Don't call dolphin hybrid spotted off Hawaii a 'wholphin'
- Author: Rogelio Becker Aug 02, 2018,
Aug 02, 2018, 2:46
While surveying whales and dolphins off the Hawaiian Islands, scientists spotted a creature they've never seen before: a peculiar hybrid between a dolphin and a small whale.
Some news organisations have described the melon-headed whale and rough-toothed dolphin hybrid as a new species, but other things would still need to occur for this to be the case, including more widespread hybridisation, Mr Baird said.
In a study published last week, scientists say the animal spotted off the island of Kauai in August 2017 appears to be the first record of a hybrid involving either species.
It is also only the third confirmed instance of a wild-born hybrid between species in the Delphinidae family.
"While hybridization can at times lead to new species, most of the time this does not happen", Cascadia researcher Robin Baird told CNN, pointing that there was only a single hybrid found this time.
To make matters more jumbled, a melon-headed whale is one of the various species that is called a whale but is technically a dolphin.
Baird told CBS News that scientists were able to get a biopsy sample from the hybrid to confirm its unusual parentage.
It didn't, for example, have the rounded head of melon-headed whales, and yet its beak was shorter than those of rough-toothed dolphins. "We were able to get a biopsy sample of the animal" as reported by express.co.uk.
About the discovery of a new species of dolphins, scientists have not yet spoken, because it is not known whether this is a new animal to create viable offspring.

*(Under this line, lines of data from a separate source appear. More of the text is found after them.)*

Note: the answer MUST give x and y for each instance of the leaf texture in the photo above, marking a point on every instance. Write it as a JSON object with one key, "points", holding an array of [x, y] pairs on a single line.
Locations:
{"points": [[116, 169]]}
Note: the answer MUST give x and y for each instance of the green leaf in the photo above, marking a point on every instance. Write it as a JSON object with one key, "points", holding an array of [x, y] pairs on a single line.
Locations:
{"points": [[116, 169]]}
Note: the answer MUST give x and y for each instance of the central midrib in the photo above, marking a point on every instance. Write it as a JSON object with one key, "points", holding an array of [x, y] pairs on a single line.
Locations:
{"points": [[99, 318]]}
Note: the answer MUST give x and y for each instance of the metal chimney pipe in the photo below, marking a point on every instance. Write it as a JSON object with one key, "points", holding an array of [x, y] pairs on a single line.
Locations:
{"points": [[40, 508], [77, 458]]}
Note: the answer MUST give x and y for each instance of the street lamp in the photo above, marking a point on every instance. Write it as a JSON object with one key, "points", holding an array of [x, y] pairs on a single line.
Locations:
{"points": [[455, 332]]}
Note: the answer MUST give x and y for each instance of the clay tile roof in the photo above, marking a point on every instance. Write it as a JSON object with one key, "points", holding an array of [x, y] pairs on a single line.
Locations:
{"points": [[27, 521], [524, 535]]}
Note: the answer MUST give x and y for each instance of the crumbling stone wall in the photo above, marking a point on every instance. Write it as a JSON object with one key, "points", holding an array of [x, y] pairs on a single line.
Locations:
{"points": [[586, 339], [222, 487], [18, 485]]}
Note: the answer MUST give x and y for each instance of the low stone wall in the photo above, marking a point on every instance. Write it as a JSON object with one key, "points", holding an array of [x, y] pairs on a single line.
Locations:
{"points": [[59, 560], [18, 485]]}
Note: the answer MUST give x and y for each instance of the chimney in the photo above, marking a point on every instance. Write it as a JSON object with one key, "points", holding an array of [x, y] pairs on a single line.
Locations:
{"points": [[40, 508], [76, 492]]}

This provided additional information on the effects which Navy sonar has on local marine life.
While Baird noted that the chances of finding the hybrid for a second time are slim, researchers will be returning to Kauai next month to further investigate the discovery. "I always thought they were out there in the wild existing - it only makes sense", he said.
Two of the ocean's most beloved sea creatures morph into one unbelievable animal, as a team of researchers discovered in the past year.
Melon-headed whales, he explains, usually travel together in groups of around 250. For instance, perhaps when the mother was looking for a mate, she was unable to find a suitable one among her own species.
Scientists don't know how old it is but believe it's close to adult age. There have been other cases of wholphins in the past, most notably at Hawaii's Sea Life Park aquarium in 1985, when a female bottlenose dolphin had a calf with a male false killer whale.
This latest hybrid animal is not the first to be branded with the "wholfin" name.
The hybrid named Keikaimalu still lives at the marine mammal park, where she helps teach children about genetics.